BusinessNZ’s CEO, Katherine Rich said that despite the January result showing a lower level of activity than December, at least the sector remains on the right side of the ledger after such a lengthy period of contraction. Two of the five sub-index values were in expansion for January, with Activity/Sales (54.2) leading the way, followed by New Orders/Business (51.8). Stocks/Inventories (49.7) fell back into contraction, while Employment (49.1) dropped further compared to December.

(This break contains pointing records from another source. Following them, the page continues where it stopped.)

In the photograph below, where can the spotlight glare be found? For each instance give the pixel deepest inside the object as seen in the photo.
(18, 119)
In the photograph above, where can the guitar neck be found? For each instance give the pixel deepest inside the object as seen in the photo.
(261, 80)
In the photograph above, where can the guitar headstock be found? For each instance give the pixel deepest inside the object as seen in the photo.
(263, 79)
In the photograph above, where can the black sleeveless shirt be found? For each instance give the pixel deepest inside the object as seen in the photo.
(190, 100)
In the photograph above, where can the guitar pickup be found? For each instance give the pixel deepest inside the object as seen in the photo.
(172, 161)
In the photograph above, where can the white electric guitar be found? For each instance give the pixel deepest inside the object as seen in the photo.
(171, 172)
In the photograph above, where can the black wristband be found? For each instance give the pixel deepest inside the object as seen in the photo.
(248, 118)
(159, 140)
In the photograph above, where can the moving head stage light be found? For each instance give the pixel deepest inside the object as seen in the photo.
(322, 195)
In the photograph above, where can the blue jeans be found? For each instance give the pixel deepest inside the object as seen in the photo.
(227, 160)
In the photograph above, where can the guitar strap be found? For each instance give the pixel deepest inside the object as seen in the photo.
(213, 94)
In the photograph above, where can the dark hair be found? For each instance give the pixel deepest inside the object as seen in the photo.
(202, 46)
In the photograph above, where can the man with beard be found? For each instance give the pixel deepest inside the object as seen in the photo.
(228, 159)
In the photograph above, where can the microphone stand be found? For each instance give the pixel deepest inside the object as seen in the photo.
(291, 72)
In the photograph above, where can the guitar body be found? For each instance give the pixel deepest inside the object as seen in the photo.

The proportion of negative comments for January was 58.7%, which was up from December (50.4%) and November (52.9%). Negative comments received showed the services sector still reporting low confidence, with Christmas–New Year holidays and seasonal shutdowns leading to fewer enquiries and a prolonged post-holiday slowdown. These effects were compounded by high living and operating costs.
BNZ’s Senior Economist Doug Steel said that “the big question to end 2025 was whether the economy may be turning. Data since then has given us confidence that recent positive momentum can be sustained. The economy is growing”.